Post by nancykbrown on Jul 15, 2022 9:27:03 GMT -5
Chapter 1
Mom’s Coming
Heavy as a stone, I fall. Dozens of chickadees are pecking redwood seeds on the patio and Grandma is clipping clothes to the line. Birds scatter. Moments earlier where Redwoods along the driveway disappear into fog, I shimmied up the pole to the top of the clothesline and screamed as loud as a peacock, “Mom’s coming home.” I will not act weird. I will calm my wild self down. Everyone tells me, “Breathe,” as if I’m not. I won’t let Mom disappear again. That’s what she calls drinking and drugs; disappearing.
Grandma threw a wet towel at me to clip and hang dry. “Air-dry sheets and towels are soft as the wind in the trees.” She swoons over fresh laundry.
“Stiff and scratchy, if you ask me.” I’d laughed.
As I stretched down to clip the towel on the line, I tangled my toes in the clothesline, lost my balance and toppled headfirst toward the concrete below. Eyes squeezed, I screamed. Maybe I didn’t scream. But the pain never happened nor did a messy splat. I passed through the patio, packed soil, soft as a layer cake and continued downward.
FLOP! Here I am on my bottom. Opening my eyes to a pudding of darkness, cold, damp earth surrounds me. Crisscrossing my arms, I grab my shoulders to stop the shivers. Am I dead?
No, not dead. I’m panting. That requires breathing. I listen. Something scuttles across the ground and I pull my penlight from my pocket-shorts. Flicking it on, I see a cave. It can’t be real but smells like real dirt, like I’m actually underground. I touch a solid wall. Dirt, all right. A smooth tunnel opens to the left and slips around a bend. “Hello?” My echo warbles back.
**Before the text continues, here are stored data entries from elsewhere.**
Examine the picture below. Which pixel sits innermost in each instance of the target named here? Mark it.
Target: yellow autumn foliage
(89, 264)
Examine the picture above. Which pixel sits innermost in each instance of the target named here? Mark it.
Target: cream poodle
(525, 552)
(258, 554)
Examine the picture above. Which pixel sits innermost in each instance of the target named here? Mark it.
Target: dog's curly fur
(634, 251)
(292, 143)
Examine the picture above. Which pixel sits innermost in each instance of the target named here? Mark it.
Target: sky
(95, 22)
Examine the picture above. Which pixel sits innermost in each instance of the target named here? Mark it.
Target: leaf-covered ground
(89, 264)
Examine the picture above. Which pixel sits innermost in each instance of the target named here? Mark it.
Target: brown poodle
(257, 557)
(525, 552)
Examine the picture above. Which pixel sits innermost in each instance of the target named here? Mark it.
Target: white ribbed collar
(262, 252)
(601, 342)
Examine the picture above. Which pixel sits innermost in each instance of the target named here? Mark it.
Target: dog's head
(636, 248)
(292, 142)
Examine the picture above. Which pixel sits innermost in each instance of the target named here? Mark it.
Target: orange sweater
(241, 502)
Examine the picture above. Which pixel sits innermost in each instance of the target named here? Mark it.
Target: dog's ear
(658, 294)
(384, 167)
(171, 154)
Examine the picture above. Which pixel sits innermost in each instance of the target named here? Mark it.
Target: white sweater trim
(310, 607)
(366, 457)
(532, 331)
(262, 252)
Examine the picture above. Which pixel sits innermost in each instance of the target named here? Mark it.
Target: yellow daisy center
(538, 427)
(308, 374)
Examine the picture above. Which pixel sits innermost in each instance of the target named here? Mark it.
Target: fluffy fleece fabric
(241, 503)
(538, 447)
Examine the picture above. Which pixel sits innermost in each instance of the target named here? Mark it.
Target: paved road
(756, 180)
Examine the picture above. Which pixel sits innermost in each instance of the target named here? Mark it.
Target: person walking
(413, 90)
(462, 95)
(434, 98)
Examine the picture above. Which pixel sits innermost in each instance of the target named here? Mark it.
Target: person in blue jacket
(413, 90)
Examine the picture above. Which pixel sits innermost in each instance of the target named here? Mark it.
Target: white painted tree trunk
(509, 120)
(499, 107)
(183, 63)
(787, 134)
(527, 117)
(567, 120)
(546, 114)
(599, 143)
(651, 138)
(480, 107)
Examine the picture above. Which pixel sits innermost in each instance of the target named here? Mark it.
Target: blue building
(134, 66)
“Grandma?” No, alone, I move toward the tunnel but as I get closer it disappears. I swivel around and the cave is gone, too. Vanished. “Where am I?” I howl as my light dims.
Wobbling dizzily, I am somehow above ground again and standing under the clothesline. Grandma hangs clothes. I stomp my foot on the concrete to test for cracks. What happened? I feel strange, dizzy, under some kind of spell. I was worried about Mom, wondering if she would show up. She is not known for being reliable and my feelings always come like an unexpected storm.
“Dad’s coming for fish dinner. Go pick some lemons, Jess.” Grandma talks as if I was never gone. Like I hadn’t plunged toward a certain death, awakened underground, and survived to return.
Dad is working, driving an Uber client to the San Francisco Airport and Mom’s graduating from rehab this month. Rehab is a hospital that helps people with addictions. I know all about it because we had an assembly at school. I’m eleven and nearly done with sixth grade. Mom’s only been gone for three months, but I can no longer see her face. But I smell her.